SA Health has identified 300 babies who may have come into contact with the doctor.
They have been given antibiotics as a precaution, even though the risk of infection is extremely low.
Other children and hospital staff are being offered testing.
The department says doctors are contacting the families of those children.
Chief medical officer Professor Paddy Phillips says there was no sign of TB when the doctor arrived in Australia in March.
"He has not slipped past screening. He passed screening. He was well and healthy," Professor Phillips said.
Immigration Department official Sandi Logan says the doctor had a medical examination and chest x-ray in India by an approved doctor before coming to Australia and the results were clear.
"The doctor was free from any signs of TB," he said.
The doctor is now on sick leave.
Nine-week delay
SA Opposition health spokeswoman Vickie Chapman is outraged that babies have been put at risk.
"We have a situation where a doctor has been working at the hospital for some nine weeks before he has undertaken his test for tuberculosis," she said.
"But understand this - the children in the neonate ward are the children who are less than a week old.
"They are vulnerable, often prematurely born, and they are very sick children and it is quite unconscionable for the Government to say 'Well we'll just give them a dose of antibiotics'."
Source
This is hardly the first time an immigrant with TB has been allowed to enter Australia:
MIGRANTS with serious illnesses - including lepers and more than 100,000 people with tuberculosis - have been allowed into Australia.
An audit of the Immigration Department has found that it knowingly allows migrants to enter Australia with serious contagious diseases but frequently fails to check up on whether they have sought medical attention.
The Australian National Audit Office revealed yesterday that since 2000-01 more than 100,000 immigrants with tuberculosis had entered Australia on the condition that they submit to medical supervision.
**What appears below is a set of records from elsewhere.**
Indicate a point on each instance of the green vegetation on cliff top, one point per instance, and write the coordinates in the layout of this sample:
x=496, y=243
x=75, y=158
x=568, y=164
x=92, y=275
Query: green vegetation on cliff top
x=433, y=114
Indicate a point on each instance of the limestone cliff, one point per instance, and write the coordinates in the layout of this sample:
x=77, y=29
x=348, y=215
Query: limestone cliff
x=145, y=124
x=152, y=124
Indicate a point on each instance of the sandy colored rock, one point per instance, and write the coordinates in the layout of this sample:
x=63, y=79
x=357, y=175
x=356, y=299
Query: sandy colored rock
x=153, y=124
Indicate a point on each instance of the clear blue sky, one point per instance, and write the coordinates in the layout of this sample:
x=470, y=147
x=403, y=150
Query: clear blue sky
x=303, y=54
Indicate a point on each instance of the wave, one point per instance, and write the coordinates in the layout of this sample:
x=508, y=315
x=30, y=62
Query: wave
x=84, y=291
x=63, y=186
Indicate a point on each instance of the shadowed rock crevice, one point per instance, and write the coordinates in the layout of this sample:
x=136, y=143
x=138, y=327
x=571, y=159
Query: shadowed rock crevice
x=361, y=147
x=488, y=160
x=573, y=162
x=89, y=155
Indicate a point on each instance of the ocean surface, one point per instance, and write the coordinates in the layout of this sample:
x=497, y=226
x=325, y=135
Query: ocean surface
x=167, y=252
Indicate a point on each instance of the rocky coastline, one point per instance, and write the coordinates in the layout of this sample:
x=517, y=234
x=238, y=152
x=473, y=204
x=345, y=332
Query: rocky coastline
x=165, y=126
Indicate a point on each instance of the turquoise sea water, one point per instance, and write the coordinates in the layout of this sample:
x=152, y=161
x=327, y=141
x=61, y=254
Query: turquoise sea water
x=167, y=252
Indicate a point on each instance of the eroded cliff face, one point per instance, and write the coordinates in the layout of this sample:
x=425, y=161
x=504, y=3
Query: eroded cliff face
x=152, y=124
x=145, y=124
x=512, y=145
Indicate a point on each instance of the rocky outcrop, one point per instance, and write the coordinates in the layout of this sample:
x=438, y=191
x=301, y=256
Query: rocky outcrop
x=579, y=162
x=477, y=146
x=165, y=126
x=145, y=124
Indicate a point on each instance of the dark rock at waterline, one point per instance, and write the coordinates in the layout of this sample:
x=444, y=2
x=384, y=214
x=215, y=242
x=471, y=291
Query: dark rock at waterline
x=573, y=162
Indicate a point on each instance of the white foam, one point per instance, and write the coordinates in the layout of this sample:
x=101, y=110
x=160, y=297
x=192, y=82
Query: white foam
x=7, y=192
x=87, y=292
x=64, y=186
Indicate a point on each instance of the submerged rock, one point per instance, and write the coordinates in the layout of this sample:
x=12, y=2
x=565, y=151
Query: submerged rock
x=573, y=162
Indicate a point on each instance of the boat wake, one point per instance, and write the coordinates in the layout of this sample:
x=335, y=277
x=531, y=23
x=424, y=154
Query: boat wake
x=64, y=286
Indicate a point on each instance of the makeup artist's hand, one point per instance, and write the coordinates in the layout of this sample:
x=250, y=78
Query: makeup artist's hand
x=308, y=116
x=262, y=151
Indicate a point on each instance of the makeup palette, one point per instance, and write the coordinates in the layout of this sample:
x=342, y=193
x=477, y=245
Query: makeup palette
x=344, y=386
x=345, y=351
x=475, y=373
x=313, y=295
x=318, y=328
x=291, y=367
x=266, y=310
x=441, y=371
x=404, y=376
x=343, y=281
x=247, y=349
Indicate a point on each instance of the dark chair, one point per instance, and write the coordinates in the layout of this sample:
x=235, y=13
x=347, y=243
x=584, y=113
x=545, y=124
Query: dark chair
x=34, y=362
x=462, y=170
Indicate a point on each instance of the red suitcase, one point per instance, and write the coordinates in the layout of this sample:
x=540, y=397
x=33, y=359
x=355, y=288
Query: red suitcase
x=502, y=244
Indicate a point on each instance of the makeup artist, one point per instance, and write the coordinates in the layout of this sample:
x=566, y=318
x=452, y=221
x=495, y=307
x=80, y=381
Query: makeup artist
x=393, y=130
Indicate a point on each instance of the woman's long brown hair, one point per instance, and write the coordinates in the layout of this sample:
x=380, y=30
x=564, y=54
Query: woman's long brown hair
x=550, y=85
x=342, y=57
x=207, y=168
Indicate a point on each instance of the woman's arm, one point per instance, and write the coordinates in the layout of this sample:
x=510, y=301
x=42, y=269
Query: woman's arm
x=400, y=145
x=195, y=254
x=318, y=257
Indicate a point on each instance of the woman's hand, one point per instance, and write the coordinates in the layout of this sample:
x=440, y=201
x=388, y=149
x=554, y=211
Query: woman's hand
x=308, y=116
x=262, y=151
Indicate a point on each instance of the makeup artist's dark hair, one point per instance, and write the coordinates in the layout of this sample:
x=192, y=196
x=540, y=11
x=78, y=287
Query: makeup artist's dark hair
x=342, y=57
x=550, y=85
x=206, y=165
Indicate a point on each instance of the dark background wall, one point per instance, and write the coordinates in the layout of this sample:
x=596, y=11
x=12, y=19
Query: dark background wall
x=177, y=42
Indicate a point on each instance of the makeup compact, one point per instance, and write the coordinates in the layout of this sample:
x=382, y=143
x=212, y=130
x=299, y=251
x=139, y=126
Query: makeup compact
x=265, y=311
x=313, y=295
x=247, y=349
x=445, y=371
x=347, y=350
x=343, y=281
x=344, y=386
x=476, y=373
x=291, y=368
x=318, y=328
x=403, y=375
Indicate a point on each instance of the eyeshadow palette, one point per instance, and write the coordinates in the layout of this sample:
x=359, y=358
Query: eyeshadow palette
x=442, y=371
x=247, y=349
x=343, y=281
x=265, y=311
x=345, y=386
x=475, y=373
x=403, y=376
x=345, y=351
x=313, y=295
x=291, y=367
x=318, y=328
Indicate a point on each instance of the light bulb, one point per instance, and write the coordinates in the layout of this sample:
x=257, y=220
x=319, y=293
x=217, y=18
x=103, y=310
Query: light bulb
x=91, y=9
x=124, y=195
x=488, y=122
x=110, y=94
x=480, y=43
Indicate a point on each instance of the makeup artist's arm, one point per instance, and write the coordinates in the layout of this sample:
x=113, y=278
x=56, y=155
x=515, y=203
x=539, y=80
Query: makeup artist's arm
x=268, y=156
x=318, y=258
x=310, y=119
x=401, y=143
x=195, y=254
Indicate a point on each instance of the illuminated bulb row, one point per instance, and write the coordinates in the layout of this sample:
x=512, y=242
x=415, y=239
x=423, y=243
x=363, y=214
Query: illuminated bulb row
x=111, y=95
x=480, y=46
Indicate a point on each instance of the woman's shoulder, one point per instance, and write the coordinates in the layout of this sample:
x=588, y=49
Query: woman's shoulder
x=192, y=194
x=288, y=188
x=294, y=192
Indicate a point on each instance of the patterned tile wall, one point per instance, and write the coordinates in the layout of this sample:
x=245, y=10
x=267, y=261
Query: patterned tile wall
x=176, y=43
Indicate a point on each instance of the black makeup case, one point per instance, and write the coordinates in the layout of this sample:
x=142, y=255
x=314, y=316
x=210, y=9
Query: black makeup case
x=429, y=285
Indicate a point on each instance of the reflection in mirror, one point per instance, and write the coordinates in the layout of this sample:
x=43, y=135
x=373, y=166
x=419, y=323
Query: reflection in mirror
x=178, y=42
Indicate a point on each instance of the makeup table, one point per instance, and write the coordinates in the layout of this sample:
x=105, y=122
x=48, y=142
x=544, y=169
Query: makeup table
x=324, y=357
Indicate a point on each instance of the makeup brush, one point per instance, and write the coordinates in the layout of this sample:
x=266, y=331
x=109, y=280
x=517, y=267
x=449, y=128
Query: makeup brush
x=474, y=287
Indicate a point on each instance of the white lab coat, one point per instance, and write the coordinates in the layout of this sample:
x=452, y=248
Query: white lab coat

The damning report said that, despite imposing the conditions, the department was unable to follow up and check whether the medical advice had been sought.
*snip*
The audit said the current health screening procedures had "limitations and gaps", which weakened the Department of Immigration and Citizenship's ability to protect Australians from public health threats.
The system relied largely on the honesty of visa applicants to disclose whether or not they had a disease that could be a public health risk, the audit said.